Although Gen. Frank McKenzie, the head of US Central Command, described the Taliban as “very pragmatic and very businesslike,” the senior State Department official said that pragmatism “was focused on ensuring that we would be able to depart on the schedule that our President had set and that we would not be lingering or providing reasons why we needed to stay longer than August 31.”
They said the idea that the US handed the Taliban “a holistic list” of SIV applicants and other vulnerable Afghans seeking to leave the country “is incorrect,” but that they did “on a couple of occasions” provide bus manifests to try to facilitate those vehicles’ passage through Taliban checkpoints.
“This was to try to provide a degree of confidence that the Afghans who were on those buses were, in fact, Afghans who were locally employed staff of our diplomatic mission or other allied diplomatic missions, that they were foreign passport holders, so in some cases dual nationals, in other cases, native born citizens of those particular countries, and in some other cases that they were individuals for whom we had a particular interest and wanted to facilitate the departure of,” they explained.

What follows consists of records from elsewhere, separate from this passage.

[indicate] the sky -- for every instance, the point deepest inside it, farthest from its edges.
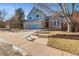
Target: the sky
(27, 7)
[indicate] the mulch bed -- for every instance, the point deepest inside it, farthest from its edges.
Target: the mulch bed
(65, 36)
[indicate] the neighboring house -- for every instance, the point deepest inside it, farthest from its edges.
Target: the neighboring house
(41, 19)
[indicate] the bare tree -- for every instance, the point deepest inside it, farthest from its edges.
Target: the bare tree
(66, 13)
(3, 14)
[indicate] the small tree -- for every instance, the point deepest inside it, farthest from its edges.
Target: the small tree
(19, 16)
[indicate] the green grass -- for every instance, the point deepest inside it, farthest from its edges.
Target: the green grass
(68, 45)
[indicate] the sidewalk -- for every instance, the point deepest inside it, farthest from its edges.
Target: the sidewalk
(35, 49)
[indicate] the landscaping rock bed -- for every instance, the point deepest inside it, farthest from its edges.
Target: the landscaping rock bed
(65, 36)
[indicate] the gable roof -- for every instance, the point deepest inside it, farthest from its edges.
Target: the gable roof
(34, 8)
(75, 17)
(45, 12)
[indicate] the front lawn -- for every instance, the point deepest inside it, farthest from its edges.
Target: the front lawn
(68, 45)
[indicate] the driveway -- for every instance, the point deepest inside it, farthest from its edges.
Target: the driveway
(33, 48)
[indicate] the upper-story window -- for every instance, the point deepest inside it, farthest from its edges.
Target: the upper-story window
(54, 23)
(58, 22)
(37, 16)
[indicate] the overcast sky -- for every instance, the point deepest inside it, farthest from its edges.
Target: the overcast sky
(10, 8)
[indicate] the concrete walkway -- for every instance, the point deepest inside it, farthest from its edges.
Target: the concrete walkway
(35, 49)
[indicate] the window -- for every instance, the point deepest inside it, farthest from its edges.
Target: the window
(30, 17)
(58, 22)
(54, 23)
(37, 16)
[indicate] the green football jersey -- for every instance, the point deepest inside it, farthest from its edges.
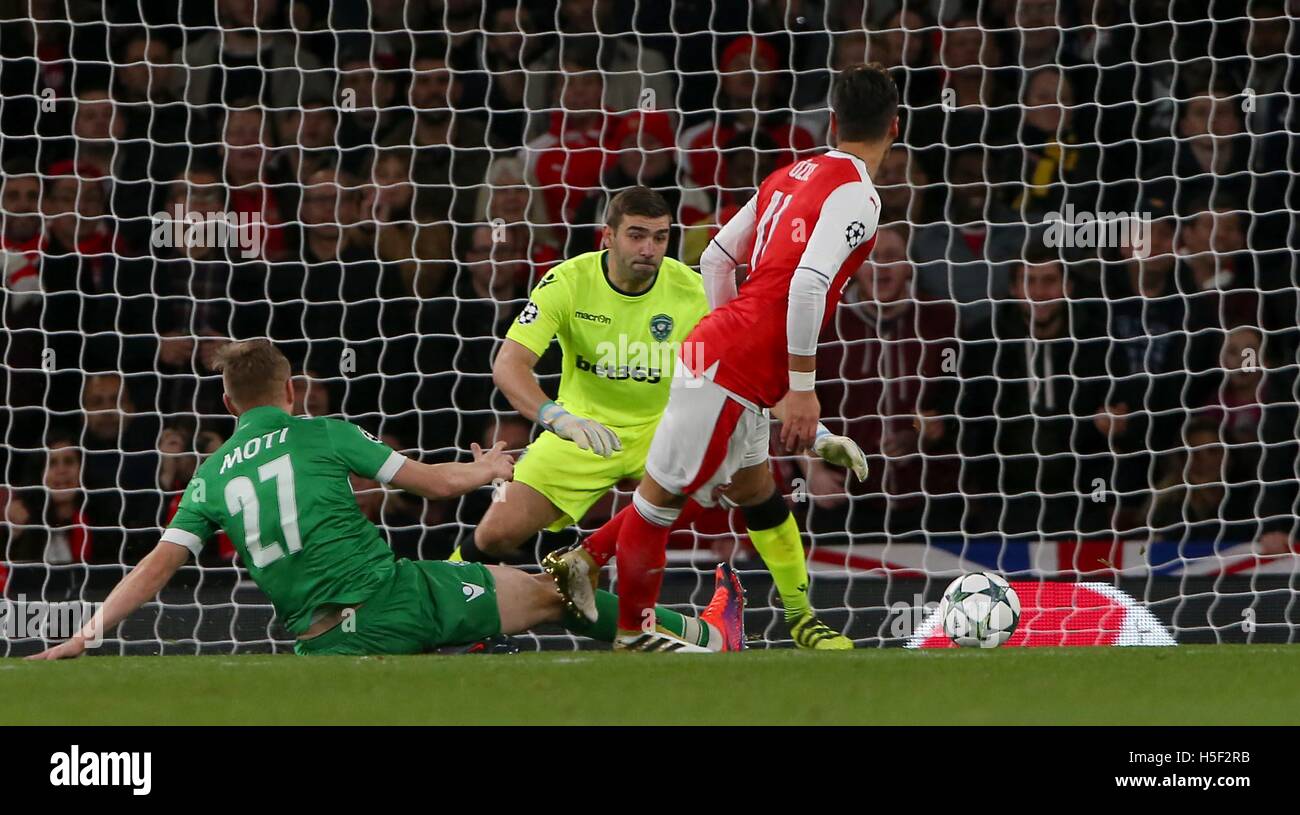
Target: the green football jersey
(619, 349)
(280, 490)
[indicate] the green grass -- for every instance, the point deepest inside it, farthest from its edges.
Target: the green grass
(1183, 685)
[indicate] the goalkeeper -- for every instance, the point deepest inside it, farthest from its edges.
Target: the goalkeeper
(619, 315)
(280, 490)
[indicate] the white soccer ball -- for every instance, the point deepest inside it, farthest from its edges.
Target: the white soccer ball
(979, 610)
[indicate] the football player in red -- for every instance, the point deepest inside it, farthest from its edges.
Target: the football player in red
(802, 235)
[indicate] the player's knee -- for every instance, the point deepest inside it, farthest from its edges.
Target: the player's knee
(494, 538)
(546, 597)
(752, 491)
(654, 512)
(766, 514)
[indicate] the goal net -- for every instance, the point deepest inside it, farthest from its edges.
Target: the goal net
(1070, 360)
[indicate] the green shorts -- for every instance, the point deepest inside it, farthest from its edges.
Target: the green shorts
(427, 605)
(575, 478)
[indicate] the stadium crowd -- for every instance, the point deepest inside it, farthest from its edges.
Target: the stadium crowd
(403, 173)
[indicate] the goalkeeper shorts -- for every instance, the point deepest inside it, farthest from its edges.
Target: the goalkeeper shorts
(705, 437)
(427, 605)
(573, 478)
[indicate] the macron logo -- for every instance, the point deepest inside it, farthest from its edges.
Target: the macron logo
(77, 768)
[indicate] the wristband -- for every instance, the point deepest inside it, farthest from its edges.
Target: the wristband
(541, 413)
(802, 380)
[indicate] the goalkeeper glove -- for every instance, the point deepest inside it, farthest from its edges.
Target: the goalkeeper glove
(586, 433)
(841, 451)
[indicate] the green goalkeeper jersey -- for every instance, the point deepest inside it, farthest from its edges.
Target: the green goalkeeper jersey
(619, 349)
(280, 490)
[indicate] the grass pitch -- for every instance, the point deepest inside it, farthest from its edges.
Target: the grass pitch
(1101, 685)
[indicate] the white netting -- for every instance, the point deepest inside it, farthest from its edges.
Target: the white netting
(376, 187)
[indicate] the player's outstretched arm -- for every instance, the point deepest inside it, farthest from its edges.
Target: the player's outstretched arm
(438, 481)
(839, 450)
(139, 586)
(512, 372)
(718, 264)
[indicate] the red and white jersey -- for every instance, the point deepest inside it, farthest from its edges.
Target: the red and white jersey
(805, 232)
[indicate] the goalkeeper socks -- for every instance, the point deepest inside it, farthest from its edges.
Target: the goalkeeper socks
(642, 554)
(692, 629)
(602, 542)
(776, 537)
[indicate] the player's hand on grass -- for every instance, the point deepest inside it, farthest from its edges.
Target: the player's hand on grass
(69, 649)
(841, 451)
(585, 433)
(798, 425)
(495, 462)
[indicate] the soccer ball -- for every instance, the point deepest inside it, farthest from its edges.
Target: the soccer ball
(979, 610)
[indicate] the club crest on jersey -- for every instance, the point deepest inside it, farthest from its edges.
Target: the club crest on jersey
(661, 326)
(854, 233)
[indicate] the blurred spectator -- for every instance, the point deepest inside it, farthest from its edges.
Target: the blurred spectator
(51, 525)
(904, 189)
(459, 338)
(120, 452)
(635, 77)
(882, 368)
(1217, 271)
(492, 68)
(311, 395)
(567, 161)
(246, 57)
(748, 102)
(973, 104)
(1255, 412)
(196, 284)
(1054, 164)
(645, 155)
(450, 150)
(1270, 69)
(82, 267)
(307, 139)
(21, 238)
(372, 90)
(1208, 155)
(748, 159)
(1045, 411)
(1165, 343)
(965, 256)
(155, 126)
(98, 126)
(337, 304)
(516, 213)
(397, 229)
(1205, 497)
(904, 43)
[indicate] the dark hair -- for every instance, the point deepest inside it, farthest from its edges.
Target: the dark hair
(865, 102)
(636, 200)
(1041, 255)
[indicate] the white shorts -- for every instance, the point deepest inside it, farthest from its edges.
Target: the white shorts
(706, 436)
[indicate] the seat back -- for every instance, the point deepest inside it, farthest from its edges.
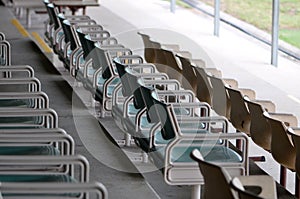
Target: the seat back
(282, 148)
(295, 133)
(260, 130)
(166, 117)
(204, 88)
(239, 114)
(101, 59)
(148, 102)
(126, 91)
(52, 11)
(216, 179)
(138, 101)
(83, 43)
(220, 99)
(189, 79)
(149, 53)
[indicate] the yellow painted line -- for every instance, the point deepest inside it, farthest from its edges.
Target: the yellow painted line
(20, 28)
(41, 42)
(294, 98)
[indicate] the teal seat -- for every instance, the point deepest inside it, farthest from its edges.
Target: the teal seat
(217, 153)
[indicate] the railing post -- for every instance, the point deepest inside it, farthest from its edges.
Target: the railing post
(172, 5)
(275, 29)
(217, 18)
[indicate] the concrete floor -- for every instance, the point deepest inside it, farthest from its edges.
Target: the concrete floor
(236, 54)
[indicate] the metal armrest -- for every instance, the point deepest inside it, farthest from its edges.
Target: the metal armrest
(112, 46)
(76, 17)
(267, 184)
(178, 94)
(88, 27)
(18, 68)
(106, 41)
(82, 21)
(143, 67)
(22, 165)
(51, 120)
(41, 98)
(166, 83)
(63, 142)
(54, 189)
(70, 150)
(204, 108)
(131, 59)
(34, 83)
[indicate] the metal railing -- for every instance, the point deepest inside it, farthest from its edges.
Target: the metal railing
(217, 19)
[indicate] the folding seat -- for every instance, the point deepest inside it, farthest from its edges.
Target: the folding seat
(68, 42)
(123, 110)
(282, 149)
(149, 48)
(220, 98)
(5, 52)
(208, 134)
(19, 118)
(88, 45)
(72, 47)
(22, 71)
(294, 132)
(36, 142)
(54, 29)
(219, 184)
(260, 130)
(19, 190)
(106, 78)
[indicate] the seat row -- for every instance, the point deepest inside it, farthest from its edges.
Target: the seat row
(37, 158)
(277, 133)
(149, 102)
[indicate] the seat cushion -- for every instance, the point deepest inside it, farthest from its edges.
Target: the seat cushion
(211, 153)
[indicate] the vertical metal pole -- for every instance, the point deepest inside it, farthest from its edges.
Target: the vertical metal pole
(275, 29)
(196, 192)
(217, 18)
(172, 6)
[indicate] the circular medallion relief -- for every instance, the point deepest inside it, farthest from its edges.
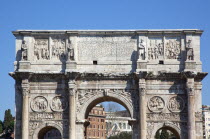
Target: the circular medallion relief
(39, 104)
(59, 104)
(176, 104)
(156, 104)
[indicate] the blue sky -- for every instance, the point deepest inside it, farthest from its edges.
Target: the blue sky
(97, 14)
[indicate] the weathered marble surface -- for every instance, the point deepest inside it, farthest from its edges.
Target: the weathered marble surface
(155, 74)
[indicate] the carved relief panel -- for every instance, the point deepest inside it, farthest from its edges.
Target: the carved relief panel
(156, 104)
(173, 47)
(58, 48)
(176, 104)
(155, 48)
(39, 104)
(41, 49)
(59, 104)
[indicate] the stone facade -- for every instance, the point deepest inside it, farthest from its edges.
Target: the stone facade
(97, 127)
(155, 74)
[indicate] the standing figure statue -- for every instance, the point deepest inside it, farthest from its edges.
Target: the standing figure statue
(70, 51)
(189, 48)
(24, 51)
(142, 53)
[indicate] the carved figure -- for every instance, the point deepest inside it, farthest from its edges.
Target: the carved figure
(59, 103)
(156, 104)
(39, 104)
(24, 51)
(58, 48)
(176, 104)
(156, 49)
(190, 52)
(173, 49)
(70, 51)
(41, 50)
(142, 53)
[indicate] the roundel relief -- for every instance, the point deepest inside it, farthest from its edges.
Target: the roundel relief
(156, 104)
(59, 104)
(176, 104)
(39, 104)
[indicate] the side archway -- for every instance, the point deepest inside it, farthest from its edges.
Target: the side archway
(40, 132)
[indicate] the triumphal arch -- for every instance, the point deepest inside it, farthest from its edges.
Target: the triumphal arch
(155, 74)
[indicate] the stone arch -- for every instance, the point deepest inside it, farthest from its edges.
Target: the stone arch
(167, 125)
(90, 103)
(47, 126)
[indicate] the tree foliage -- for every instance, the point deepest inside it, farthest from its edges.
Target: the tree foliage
(122, 135)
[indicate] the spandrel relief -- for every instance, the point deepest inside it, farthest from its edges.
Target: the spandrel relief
(156, 104)
(155, 49)
(59, 104)
(41, 49)
(58, 48)
(176, 104)
(172, 48)
(39, 104)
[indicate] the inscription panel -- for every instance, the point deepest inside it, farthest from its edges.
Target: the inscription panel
(109, 48)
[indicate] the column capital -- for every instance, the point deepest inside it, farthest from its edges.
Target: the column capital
(190, 86)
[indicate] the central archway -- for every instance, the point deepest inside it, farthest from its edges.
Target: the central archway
(49, 132)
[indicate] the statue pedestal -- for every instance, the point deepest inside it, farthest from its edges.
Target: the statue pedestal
(141, 65)
(71, 65)
(190, 66)
(24, 65)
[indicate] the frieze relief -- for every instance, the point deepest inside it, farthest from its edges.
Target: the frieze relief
(173, 48)
(24, 49)
(58, 48)
(41, 49)
(47, 116)
(156, 104)
(39, 104)
(155, 49)
(59, 104)
(167, 116)
(176, 104)
(33, 126)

“When it worked well, and it did for a couple of days, for periods, It enabled us to move through those checkpoints, thousands of people that we and NATO allies and partners were seeking to have depart,” they said.
However, the official acknowledged there were also days where it did not work well.
“We had a couple of instances where buses were a mix of foreign nationals and Afghan local employees of other missions, and the (Taliban) would only let pass the foreign nationals, and they turned away or they held at that location the Afghan citizens who were on that particular movement,” they said. “In some of those cases, we were able to successfully persuade them to then, in subsequent days, to allow that group to go forward.”
The State Department official spoke of the anguish that many of those working on the ground felt in the attempt to try to save as many people as they could in the rushed final days of the US presence on the ground.
Chairman of the Joint Chiefs of Staff Gen. Mark Milley told reporters at the Pentagon Wednesday that he feels “pain and anger” over seeing what has happened in Afghanistan “over the last 20 years and over the last 20 days.”
In addition to the thousands of vulnerable Afghans who did make it onto evacuation flights, there is also a group of American citizens who were not evacuated by Monday’s withdrawal.
McKenzie told reporters Monday, “We did not get everybody out that we wanted to get out.”
Secretary of State Antony Blinken said Monday that the US was committed to getting these Americans, as well as vulnerable Afghans, out of the country.
“We’ve worked intensely to evacuate and relocate Afghans who worked alongside us, and are at particular risk of reprisal. We’ve gotten many out, but many are still there. We will keep working to help them. Our commitment to them has no deadline,” he said.
CNN’s Michael Conte contributed to this report.